I dress in silence, sliding my knife into my boot and wrapping myself in my barrier. It’s something I’ve built inside my mind — a psychic mask that mirrors the emotions of the people around me. To them, I feel obedient, calm, devoted. Inside, I’m sharp as glass.
The training room glows under fluorescent light. My team is already there, a group of Hunters I’ve trained beside for years but never trusted. They nod to me like brothers, but their Shades writhe with something else — hunger, cruelty, lust.
Cardinal Dane begins the briefing. A family in Montana — Clan MacGreagor. Old bloodline, rumored to be shape-shifters. Our orders: capture, interrogate, eliminate.
Burn the evidence.
The men around me get excited — too excited. Their Shades pulse and flicker, dark with desire. They’re not thinking about God’s work. They’re thinking about torture. About the MacGreagor daughters. I can feel their fantasies, hear the sickness in their thoughts, and it takes everything I have not to vomit.
I’m the only woman on this team. And tonight, I realize that might make me the prey before we even find our target.

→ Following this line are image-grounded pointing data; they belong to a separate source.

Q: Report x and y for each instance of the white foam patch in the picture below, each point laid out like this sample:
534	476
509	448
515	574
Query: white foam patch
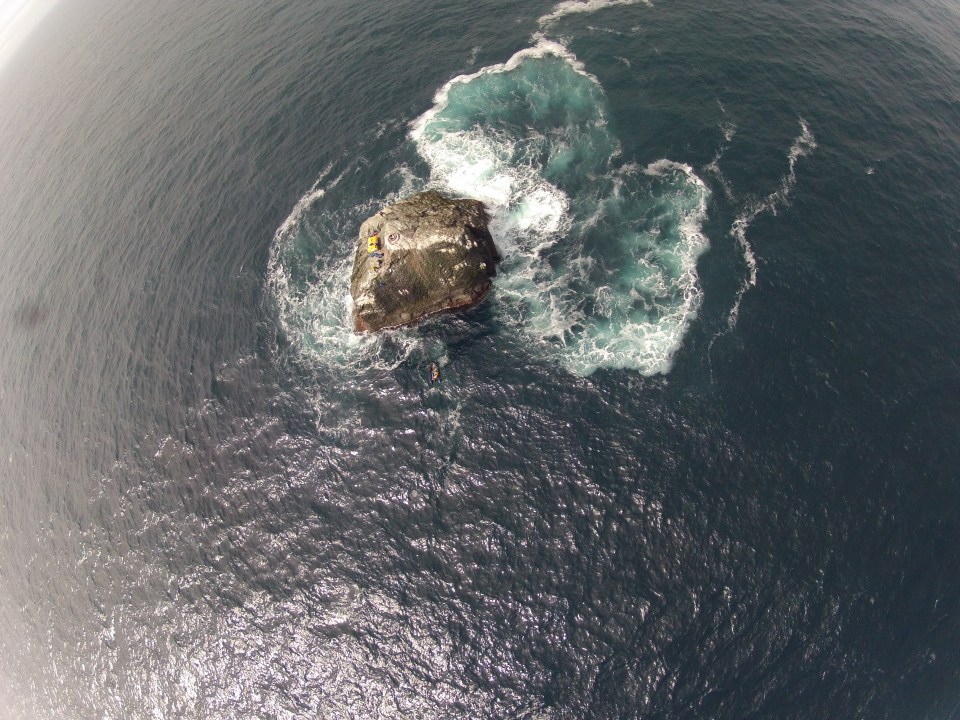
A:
316	316
573	7
548	288
804	144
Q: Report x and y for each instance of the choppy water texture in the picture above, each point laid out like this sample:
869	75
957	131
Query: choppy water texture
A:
695	456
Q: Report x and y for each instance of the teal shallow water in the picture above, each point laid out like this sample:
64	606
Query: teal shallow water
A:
695	455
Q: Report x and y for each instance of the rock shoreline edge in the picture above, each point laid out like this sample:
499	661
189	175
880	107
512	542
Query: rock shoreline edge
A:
418	257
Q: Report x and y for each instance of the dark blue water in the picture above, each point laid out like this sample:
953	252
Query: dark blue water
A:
695	456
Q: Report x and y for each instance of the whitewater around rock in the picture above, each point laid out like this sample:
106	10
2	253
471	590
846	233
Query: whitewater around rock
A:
418	257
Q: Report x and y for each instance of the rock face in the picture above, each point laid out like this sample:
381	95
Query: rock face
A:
421	256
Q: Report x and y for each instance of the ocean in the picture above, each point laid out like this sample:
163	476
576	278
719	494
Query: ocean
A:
695	455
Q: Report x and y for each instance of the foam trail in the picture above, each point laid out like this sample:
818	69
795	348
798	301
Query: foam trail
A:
804	144
599	261
571	7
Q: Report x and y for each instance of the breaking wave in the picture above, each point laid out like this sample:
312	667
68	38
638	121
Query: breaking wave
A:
599	255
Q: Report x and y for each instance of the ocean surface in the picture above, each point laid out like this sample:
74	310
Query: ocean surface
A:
697	455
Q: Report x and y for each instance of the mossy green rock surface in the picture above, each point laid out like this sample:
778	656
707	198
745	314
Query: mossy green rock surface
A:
437	255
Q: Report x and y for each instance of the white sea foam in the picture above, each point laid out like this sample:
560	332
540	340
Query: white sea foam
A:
572	7
804	144
599	264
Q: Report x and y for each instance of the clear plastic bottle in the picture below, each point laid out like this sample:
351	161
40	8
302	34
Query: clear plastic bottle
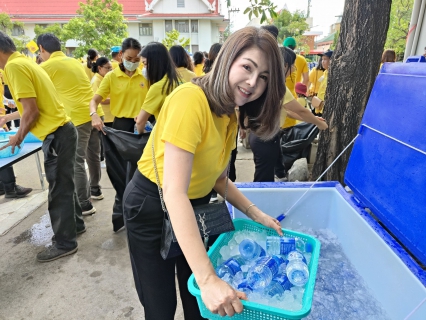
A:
261	274
231	266
280	245
251	250
297	272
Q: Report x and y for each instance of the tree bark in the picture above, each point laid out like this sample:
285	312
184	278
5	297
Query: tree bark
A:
354	67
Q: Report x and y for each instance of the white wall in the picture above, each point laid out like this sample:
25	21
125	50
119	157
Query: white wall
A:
170	6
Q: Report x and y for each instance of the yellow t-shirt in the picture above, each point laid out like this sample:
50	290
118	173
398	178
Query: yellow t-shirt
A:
103	108
72	85
314	76
287	98
27	79
198	70
187	122
127	94
185	75
88	71
155	97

“Any questions?” Dane asks.
“When do we leave?” I manage to say, my voice steady.
“Tomorrow,” he replies. “Passports and tickets are ready. Report to me once you land. God bless you, my children.”
As he walks away, I feel my pulse hammering in my throat. Tomorrow, I leave this place for the first time since I was six years old.
And one way or another, I’m not coming back.